A Tutorial on Meta-Reinforcement Learning

TL;DR

The paper surveys meta-reinforcement learning (meta-RL), addressing how to learn RL algorithms themselves to achieve faster adaptation across task distributions. It systematically categorizes problem settings into few-shot and many-shot regimes, multi-task vs single-task scenarios, and surveys three core inner-loop parameterizations (parameterized policy gradients, black-box sequence models, and task inference). Canonical methods like MAML and RL^2 are introduced, along with extensions covering exploration strategies, supervision regimes, and model-based variants, as well as theoretical analyses via Bayes-adaptive and other frameworks. The authors discuss applications in robotics and multi-agent RL, and identify open problems including generalization to broader task distributions, benchmarks, and the integration of offline data. The goal is to guide practitioners and researchers toward robust, generalizable meta-RL methods and to chart directions for future work.

Abstract

While deep reinforcement learning (RL) has fueled multiple high-profile successes in machine learning, it is held back from more widespread adoption by its often poor data efficiency and the limited generality of the policies it produces. A promising approach for alleviating these limitations is to cast the development of better RL algorithms as a machine learning problem itself in a process called meta-RL. Meta-RL is most commonly studied in a problem setting where, given a distribution of tasks, the goal is to learn a policy that is capable of adapting to any new task from the task distribution with as little data as possible. In this survey, we describe the meta-RL problem setting in detail as well as its major variations. We discuss how, at a high level, meta-RL research can be clustered based on the presence of a task distribution and the learning budget available for each individual task. Using these clusters, we then survey meta-RL algorithms and applications. We conclude by presenting the open problems on the path to making meta-RL part of the standard toolbox for a deep RL practitioner.

Figures (22)

• Figure 1: Example of the fast adaptation meta-RL problem setting discussed in Section \ref{['sec:fast_adaptation']}. The agent (A) is meta-trained on a distribution of meta-training tasks to learn to go to goal position (X) located on a unit circle around its starting position (a).
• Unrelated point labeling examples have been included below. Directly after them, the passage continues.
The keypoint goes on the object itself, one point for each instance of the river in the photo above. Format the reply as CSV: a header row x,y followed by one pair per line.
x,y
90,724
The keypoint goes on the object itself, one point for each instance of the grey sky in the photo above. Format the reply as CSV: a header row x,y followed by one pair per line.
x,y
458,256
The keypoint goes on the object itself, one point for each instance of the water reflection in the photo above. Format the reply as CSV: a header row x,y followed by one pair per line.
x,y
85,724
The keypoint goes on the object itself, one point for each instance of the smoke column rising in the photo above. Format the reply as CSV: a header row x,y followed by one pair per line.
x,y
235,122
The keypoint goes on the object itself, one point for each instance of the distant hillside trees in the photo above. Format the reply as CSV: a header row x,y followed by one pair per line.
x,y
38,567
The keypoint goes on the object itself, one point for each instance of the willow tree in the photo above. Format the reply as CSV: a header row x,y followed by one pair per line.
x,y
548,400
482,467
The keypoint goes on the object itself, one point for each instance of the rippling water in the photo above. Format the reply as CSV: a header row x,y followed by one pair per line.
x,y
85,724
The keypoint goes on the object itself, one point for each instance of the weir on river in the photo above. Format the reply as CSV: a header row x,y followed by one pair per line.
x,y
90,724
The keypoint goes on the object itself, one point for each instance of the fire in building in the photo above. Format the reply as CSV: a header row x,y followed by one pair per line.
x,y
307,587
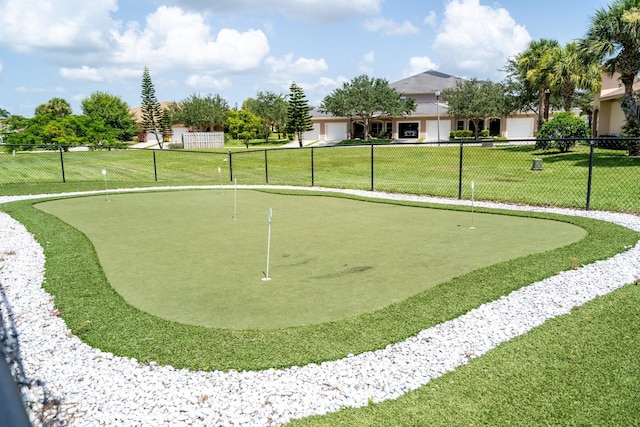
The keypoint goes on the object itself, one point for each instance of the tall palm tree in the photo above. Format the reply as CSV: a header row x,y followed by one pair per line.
x,y
614,39
533,69
569,71
57,107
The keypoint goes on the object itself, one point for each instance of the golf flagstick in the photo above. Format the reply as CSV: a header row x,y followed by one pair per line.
x,y
473,188
235,198
104,174
266,275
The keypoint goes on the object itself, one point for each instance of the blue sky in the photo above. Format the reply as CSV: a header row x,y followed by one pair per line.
x,y
235,48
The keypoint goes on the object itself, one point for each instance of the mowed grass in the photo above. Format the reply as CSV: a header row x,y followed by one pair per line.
x,y
579,369
182,256
96,313
502,173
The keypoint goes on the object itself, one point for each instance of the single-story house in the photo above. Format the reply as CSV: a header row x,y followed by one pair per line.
x,y
430,121
609,115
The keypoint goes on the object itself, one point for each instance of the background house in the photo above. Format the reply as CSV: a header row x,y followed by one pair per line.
x,y
430,121
610,117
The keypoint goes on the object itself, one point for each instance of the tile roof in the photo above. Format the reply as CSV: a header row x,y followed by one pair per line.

At meta-test time, the agent can adapt quickly (within a handful of episodes) to new tasks with initially unknown goal positions (b). In contrast, a standard RL algorithm may need hundreds of thousands of environment interactions when trained from scratch on one such task.
• Figure 2: The relationship between the inner-loop and outer-loop in a meta-RL algorithm. The policy for MDP $i$, parameterized by $\phi^i$, produces the meta-trajectory data $\mathcal{D}^i$. The inner-loop $f_\theta$ computes adapted policy parameters for each MDP based on the meta-trajectory during the policy's interaction with the MDP. To compute the adapted parameters, the inner-loop can use all data collected in the MDP so far. The outer-loop computes updated meta-parameters using all of the meta-trajectories collected in all of the MDPs.
• Figure 3: Meta-training consists of trials (or lifetimes), each broken up into multiple episodes from a single task (MDP). In this example, each trial consists of two episodes ($H=2$).
• Figure 4: MAML in the problem setting (left) and conceptually (right). The meta-parameters $\theta$ are the initial parameters of the inner-loop policies $\phi_0$. The inner-loop computes new parameters $\phi_1^i$ adapted to task $i$ using one step of a policy gradient algorithm. The outer-loop updates the meta-parameters, from $\phi_0$ to $\phi_0'$, to optimize the performance of the policies after adaptation.
• Figure 5: RL$^2$ in the problem setting (left) and conceptually (right). The inner-loop algorithm is implemented by an RNN parameterized by the meta-parameters $\theta$. The RNN takes as input the states, actions, and rewards from the environment. The RNN hidden state $\phi_t$ defines the task parameters at each timestep, which are passed as input to the MLP policy. The hidden state is not reset during a trial and instead carries over across episode boundaries. The outer-loop is a standard RL algorithm.